The irony is that even if the U.S. foreign policy establishment succeeds in forcing Europe to buy LNG from American companies, the price is unlikely to rise enough to save those companies — though the added revenue may buy them a bit more time before the next round of bankruptcies. Stay tuned.
GP
Labels: Big Oil, energy policy, European Union, fracking, Gaius Publius, Hillary Clinton, Kagan, Merkel, pipelines, Russia, Trump, Ukraine, Victoria Nuland
2 Comments:
Finally an article I can share again without furthering the DNC/Clinton propaganda about Putin/Russia being the reason for the second most disliked politician in modern history losing the Presidential election to some like Donald Trump.
I swear I've read good articles here lately that I chose not to share because it somehow found a way to throw in any reference it could to Putin or Russia, Rachel 'McCarthy' Maddow would be proud.

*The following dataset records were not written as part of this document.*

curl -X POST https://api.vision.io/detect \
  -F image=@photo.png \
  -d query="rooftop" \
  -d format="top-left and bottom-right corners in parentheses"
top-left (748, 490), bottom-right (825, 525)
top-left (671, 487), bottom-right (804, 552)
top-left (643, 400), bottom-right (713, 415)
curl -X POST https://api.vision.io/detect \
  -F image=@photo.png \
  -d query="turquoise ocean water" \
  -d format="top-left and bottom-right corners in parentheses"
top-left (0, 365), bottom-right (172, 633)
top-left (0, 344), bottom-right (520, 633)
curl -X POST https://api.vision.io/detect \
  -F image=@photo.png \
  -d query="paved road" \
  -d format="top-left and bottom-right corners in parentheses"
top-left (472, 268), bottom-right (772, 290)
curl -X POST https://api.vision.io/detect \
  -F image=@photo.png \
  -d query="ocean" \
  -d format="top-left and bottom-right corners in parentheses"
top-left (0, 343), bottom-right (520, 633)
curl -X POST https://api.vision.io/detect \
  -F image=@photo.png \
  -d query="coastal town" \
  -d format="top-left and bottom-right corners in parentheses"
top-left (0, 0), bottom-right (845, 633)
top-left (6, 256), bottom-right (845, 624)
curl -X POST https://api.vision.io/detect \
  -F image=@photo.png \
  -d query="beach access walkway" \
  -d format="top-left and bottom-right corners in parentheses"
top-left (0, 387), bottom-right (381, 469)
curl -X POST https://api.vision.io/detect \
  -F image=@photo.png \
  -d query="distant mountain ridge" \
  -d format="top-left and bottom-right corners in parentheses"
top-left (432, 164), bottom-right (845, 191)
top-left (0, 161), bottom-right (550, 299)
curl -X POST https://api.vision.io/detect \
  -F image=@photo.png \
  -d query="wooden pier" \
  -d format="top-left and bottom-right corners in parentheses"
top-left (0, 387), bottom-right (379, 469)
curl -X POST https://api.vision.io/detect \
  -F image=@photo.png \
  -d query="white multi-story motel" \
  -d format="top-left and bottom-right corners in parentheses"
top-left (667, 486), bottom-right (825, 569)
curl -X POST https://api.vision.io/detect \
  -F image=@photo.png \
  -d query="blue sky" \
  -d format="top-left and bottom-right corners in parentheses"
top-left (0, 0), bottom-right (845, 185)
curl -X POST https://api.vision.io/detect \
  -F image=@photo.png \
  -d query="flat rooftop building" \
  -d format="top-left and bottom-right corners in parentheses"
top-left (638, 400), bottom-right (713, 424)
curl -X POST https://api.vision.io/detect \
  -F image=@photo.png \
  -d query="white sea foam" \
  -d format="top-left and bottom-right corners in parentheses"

Like a weather report giving temperatures the forecast and just before credits roll blurting out Russia Russia Russia, goodnight.
Even the New York Tool had to back off the 17 intelligence agencies' statement, altho they didn't back off the propaganda and the STILL haven't even acknowledged the VIP report, one done by people with credentials and trustworthiness unlike the CIA, Pentagon, etc., the people the NYT's have ALWAYS quoted as the final authority (WMDs anyone? Gulf of Tonking? etc. etc. etc.). Of course the article following this on has Putin in the title...sigh.
Good piece. But like the invasion of Iraq, it's not "all about the oil". Big Energy is in bed with the GOP, but not so much with the Democrats. The only interest with deep hooks in both parties is AIPAC. I figure that's why the "Russia Sanctions" bill also included more sanctions against Iran, who AFAIK has never been accused of meddling in out elections.
Small quibble with the article: I find the phrase "all pipelines from Russia to Western Europe go through NATO territory" to be kinda confusing, because Western Europe IS "NATO territory". I'd say the real point is that the US has more clout in Eastern Europe than Western these days, so "Old Europe" might fear that the US would seek to weaken the new EU by twisting arms in the East.